- Battery recycling company Metal Conversion Technologies (MCT) has reached a $25,000 settlement with the U.S. Department of Justice (DOJ) and Georgia's Environmental Protection Division (EPD) over alleged safety and environmental violations, as reported by Resource Recycling.
- DOJ and Georgia originally filed a complaint against MCT in June. The allegations involved three fires and a variety of other issues that had occurred at the company's Cartersville facilities since 2006.
- According to the settlement reached on Aug. 3, MCT must pay $12,500 to DOJ and $12,500 to EPD. The company must also work with state and federal officials on soil and groundwater sampling, potential removal and implementation of multiple proprietary controls.
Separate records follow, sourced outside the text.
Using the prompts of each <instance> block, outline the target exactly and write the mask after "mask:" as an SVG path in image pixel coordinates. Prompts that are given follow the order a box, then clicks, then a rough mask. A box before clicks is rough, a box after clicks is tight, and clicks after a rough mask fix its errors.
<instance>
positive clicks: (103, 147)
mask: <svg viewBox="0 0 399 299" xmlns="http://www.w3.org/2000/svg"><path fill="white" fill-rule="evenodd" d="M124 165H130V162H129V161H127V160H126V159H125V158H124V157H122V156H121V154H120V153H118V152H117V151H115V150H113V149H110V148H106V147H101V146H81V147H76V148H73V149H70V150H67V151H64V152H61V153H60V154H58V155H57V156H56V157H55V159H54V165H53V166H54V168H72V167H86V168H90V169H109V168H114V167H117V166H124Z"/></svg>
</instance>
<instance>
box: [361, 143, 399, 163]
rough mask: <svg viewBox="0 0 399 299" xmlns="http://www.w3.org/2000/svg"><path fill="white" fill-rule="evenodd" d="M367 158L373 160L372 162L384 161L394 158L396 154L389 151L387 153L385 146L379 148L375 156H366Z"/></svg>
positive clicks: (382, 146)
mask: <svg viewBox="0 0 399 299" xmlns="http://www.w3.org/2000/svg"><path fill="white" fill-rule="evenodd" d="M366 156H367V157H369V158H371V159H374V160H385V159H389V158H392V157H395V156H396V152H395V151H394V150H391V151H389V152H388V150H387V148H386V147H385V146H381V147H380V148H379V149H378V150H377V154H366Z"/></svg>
MCT opened its Cartersville operation in 2003 and claims to have recycled more than 17,000 tons of different batteries since then. While the company has said it's "pleased to have reached a settlement" MCT does not admit to any violation or fault.
After the first fire in 2006, investigators noted improper labeling and the disposal of shredded plastic with high levels of cadmium at a nearby landfill. Other storage issues were noted over the years and the company was found to be disposing of batteries encased in concrete in 2012. MCT also allegedly processed hazardous and universal waste without a permit in violation of state law and the Resource Conservation and Recovery Act.
Battery recycling is in high demand, but like all types of waste the process poses unique environmental challenges to do so safely. Regulatory officials have shown great willingness to follow up on violations from many years back and it's always worth taking proper precautions to avoid expensive settlements or even prison time in the future.